Sen. Adelaide Eckardt, R-Middle Shore, known for her own fondness of wearing pink and magenta, was the lead sponsor of SB341 that would allow hunters to wear specified pink clothing, or wear daylight fluorescent orange clothing.
The girls, identified only as Paige and Brooke, said research showed that hot pink was more visible in the field than hot orange, and a color blind hunter agreed.
The bill was co-sponsored by nine of the 11 members of the committee, and a majority of the Senate. This contributed to the unusual vote in favor of the bill while the girls were still sitting at the witness table.

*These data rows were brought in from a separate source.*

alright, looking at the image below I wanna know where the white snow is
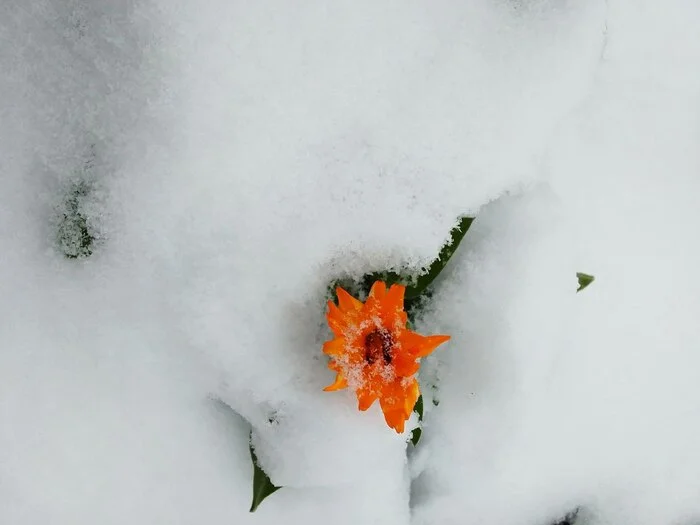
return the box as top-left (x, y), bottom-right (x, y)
top-left (2, 0), bottom-right (700, 524)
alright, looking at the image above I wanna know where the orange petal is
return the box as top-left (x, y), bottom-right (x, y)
top-left (327, 333), bottom-right (366, 364)
top-left (326, 301), bottom-right (346, 336)
top-left (399, 331), bottom-right (450, 357)
top-left (392, 351), bottom-right (420, 377)
top-left (396, 310), bottom-right (408, 327)
top-left (368, 281), bottom-right (387, 300)
top-left (357, 389), bottom-right (377, 411)
top-left (402, 379), bottom-right (420, 419)
top-left (362, 297), bottom-right (381, 319)
top-left (413, 334), bottom-right (451, 358)
top-left (380, 378), bottom-right (403, 400)
top-left (384, 284), bottom-right (405, 311)
top-left (379, 395), bottom-right (407, 433)
top-left (390, 413), bottom-right (406, 433)
top-left (379, 311), bottom-right (407, 335)
top-left (324, 372), bottom-right (348, 391)
top-left (381, 284), bottom-right (407, 328)
top-left (336, 287), bottom-right (364, 312)
top-left (398, 330), bottom-right (427, 353)
top-left (327, 301), bottom-right (362, 337)
top-left (322, 338), bottom-right (346, 357)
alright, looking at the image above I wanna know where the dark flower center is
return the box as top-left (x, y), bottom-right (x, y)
top-left (364, 328), bottom-right (394, 365)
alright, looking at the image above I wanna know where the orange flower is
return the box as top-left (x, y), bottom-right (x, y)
top-left (323, 281), bottom-right (450, 433)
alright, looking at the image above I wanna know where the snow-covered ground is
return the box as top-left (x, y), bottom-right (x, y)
top-left (2, 1), bottom-right (700, 524)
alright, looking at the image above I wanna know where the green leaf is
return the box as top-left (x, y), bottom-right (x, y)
top-left (249, 437), bottom-right (281, 512)
top-left (410, 427), bottom-right (422, 446)
top-left (410, 395), bottom-right (424, 446)
top-left (576, 272), bottom-right (595, 293)
top-left (405, 216), bottom-right (474, 301)
top-left (413, 394), bottom-right (424, 421)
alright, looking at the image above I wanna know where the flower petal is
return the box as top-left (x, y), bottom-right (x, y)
top-left (379, 393), bottom-right (407, 433)
top-left (336, 287), bottom-right (364, 312)
top-left (413, 334), bottom-right (451, 358)
top-left (399, 331), bottom-right (450, 357)
top-left (356, 385), bottom-right (378, 411)
top-left (392, 351), bottom-right (420, 377)
top-left (396, 310), bottom-right (408, 328)
top-left (384, 284), bottom-right (405, 311)
top-left (327, 300), bottom-right (363, 337)
top-left (324, 333), bottom-right (366, 366)
top-left (322, 338), bottom-right (346, 357)
top-left (386, 411), bottom-right (406, 433)
top-left (381, 284), bottom-right (407, 329)
top-left (398, 330), bottom-right (427, 354)
top-left (326, 301), bottom-right (347, 336)
top-left (402, 379), bottom-right (420, 419)
top-left (368, 280), bottom-right (387, 300)
top-left (324, 373), bottom-right (348, 392)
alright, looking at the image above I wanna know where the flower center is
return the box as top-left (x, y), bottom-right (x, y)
top-left (364, 328), bottom-right (394, 365)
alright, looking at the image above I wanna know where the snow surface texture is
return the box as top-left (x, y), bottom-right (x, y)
top-left (1, 0), bottom-right (700, 524)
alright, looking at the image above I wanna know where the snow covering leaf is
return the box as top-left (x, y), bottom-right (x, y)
top-left (405, 216), bottom-right (474, 302)
top-left (249, 436), bottom-right (281, 512)
top-left (551, 508), bottom-right (580, 525)
top-left (57, 179), bottom-right (96, 259)
top-left (328, 216), bottom-right (475, 311)
top-left (576, 272), bottom-right (595, 293)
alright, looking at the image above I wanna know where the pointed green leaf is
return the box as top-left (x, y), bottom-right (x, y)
top-left (410, 427), bottom-right (422, 446)
top-left (410, 395), bottom-right (424, 446)
top-left (576, 272), bottom-right (595, 293)
top-left (249, 437), bottom-right (281, 512)
top-left (413, 394), bottom-right (424, 421)
top-left (405, 216), bottom-right (474, 301)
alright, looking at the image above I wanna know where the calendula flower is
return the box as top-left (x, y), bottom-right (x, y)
top-left (323, 281), bottom-right (450, 433)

“Just so you guys know, that almost never happens, ” said Sen. Cheryl Kagan, D-Montgomery, one of the co-sponsors.
Tax bill would alter personal exemptions
A bill altering personal exemptions passed unanimously in the Senate on Tuesday. The legislation, SB184, clarifies that a taxpayer can deduct personal exemptions for themselves, their spouse and eligible dependents for state income tax purposes, even as they eliminated on the federal return by the recent federal tax changes.